Le revenu de transition écologique s’invite à Grande-Synthe

Pour la première fois, un revenu de transition écologique initié par la fondation suisse Zoein est expérimenté sur le terrain. A Grande-Synthe, près de Dunkerque, en France.

Les maraîchers de la Grande-Synthe.

Crédits: Fondation Zoein

Basée à Genève, la fondation Zoein, présidée par la philosophe et économiste franco-suisse Sophie Swaton, et la commune de Grande-Synthe dans le département du Nord signent ce 30 avril 2019 une convention de partenariat.

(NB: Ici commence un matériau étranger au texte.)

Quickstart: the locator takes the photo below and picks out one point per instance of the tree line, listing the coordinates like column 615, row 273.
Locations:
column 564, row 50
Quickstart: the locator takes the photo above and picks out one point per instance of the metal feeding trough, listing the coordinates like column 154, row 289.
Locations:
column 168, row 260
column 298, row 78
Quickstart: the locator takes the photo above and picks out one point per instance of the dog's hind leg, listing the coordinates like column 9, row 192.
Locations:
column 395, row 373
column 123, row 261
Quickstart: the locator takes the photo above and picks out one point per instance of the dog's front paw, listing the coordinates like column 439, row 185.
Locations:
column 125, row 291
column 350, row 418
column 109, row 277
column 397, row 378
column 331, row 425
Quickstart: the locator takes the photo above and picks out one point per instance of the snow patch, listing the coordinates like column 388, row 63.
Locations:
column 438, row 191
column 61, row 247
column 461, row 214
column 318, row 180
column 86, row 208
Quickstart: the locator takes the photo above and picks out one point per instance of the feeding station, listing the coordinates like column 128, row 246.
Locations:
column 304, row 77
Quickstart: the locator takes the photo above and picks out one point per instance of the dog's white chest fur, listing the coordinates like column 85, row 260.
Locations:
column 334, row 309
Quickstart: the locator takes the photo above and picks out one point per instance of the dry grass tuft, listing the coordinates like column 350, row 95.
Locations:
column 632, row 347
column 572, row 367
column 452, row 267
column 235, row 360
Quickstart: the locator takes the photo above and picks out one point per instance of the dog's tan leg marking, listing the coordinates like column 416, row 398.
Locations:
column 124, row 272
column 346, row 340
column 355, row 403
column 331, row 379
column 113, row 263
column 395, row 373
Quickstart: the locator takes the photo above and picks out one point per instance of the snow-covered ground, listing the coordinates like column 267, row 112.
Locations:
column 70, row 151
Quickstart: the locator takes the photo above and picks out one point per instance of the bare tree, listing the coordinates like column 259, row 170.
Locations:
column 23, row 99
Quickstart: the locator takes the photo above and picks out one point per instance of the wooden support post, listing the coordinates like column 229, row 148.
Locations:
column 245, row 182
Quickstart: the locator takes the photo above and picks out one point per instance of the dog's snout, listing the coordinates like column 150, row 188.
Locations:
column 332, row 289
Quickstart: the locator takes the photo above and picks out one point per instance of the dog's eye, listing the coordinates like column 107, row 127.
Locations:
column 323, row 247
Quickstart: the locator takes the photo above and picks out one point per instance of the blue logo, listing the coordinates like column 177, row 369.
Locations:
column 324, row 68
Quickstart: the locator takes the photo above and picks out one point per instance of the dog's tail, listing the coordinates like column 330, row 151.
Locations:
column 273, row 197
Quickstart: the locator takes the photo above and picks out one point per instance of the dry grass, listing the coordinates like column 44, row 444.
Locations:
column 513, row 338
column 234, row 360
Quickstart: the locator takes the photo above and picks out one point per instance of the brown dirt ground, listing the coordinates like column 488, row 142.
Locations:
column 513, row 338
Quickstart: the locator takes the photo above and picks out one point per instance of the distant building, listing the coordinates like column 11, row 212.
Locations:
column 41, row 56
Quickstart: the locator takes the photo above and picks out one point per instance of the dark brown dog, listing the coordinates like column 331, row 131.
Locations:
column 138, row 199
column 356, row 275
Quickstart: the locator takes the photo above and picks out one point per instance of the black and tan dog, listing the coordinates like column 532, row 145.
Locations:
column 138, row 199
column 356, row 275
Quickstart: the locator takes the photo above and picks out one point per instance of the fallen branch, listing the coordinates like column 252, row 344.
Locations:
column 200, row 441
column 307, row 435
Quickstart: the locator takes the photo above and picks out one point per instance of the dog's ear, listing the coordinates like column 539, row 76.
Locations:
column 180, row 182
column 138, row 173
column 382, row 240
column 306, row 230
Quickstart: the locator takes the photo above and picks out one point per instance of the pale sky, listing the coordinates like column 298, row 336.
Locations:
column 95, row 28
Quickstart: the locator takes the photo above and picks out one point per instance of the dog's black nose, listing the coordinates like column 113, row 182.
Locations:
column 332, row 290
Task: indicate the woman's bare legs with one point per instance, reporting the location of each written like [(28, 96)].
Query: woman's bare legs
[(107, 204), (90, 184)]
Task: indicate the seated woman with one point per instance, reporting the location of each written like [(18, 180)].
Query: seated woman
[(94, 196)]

Laquelle prévoit la mise en œuvre d’un revenu de transition écologique (RTE) auprès des habitants de la cité, située dans la périphérie de Dunkerque.


Cette commune, dont le tiers des 23'500 habitants gagne moins de 855 euros par mois - le seuil de pauvreté en France -, est devenue au fil des crises un véritable laboratoire d’expérimentation économique et sociale. «Le revenu de transition écologique se greffe sur toutes les initiatives de transition déjà prises dans la ville», relève Clément Cayol, chargé de mission sur le revenu de base au sein de la mairie.

S’impliquer dans une activité socio-écologique

«Toute personne qui reçoit le RTE, souligne Sophie Swaton, maître d’enseignement et de recherche à l’Université de Lausanne, doit impérativement être impliquée dans une activité socio-écologique. Par ailleurs, le RTE inclut un dispositif d’accompagnement, de soutien aux personnes concernées dans leurs projets de transition en durabilité. Dans les domaines les plus variés: agroécologie, permaculture, habitat écologique, énergies renouvelables, finance durable, éco-mobilité, biens ou matériaux bio-sourcés, recyclerie, etc.

Enfin, tout bénéficiaire d’un tel revenu doit adhérer à une structure démocratique: par exemple une coopérative d’activité et d’emploi en France ou l’une des très nombreuses associations existant en Suisse. Une telle intégration sociale est indispensable.»

Pour soutenir le projet, la fondation Zoein verse à la commune 30'000 euros par an pendant trois ans. Cette somme servira notamment à amorcer la mise en place d’une coopérative de transition écologique, à financer un poste de chercheur ainsi que les premiers revenus. Une poignée de candidats a déjà été sélectionnée dans des activités très variées: traiteurs, remise en état de meubles, retouche et couture, cuisine et restauration, activités maraîchères, etc.

Essaimage prochain?

Certains de ces nouveaux coopérateurs auront besoin d’une formation qui leur sera dispensée. A terme, tous ceux qui auront réussi à développer une activité rentable deviendront des «entrepreneurs salariés associés» et verseront un pourcentage de leur chiffre d’affaires à la coopérative.

En France, Limoux dans le département de l’Aude et Epinal dans celui des Vosges prévoient d’expérimenter le RTE. En Suisse, la commune de Meyrin, aux portes de Genève, affiche aussi de l’intérêt pour un tel projet, en jumelage avec une commune française.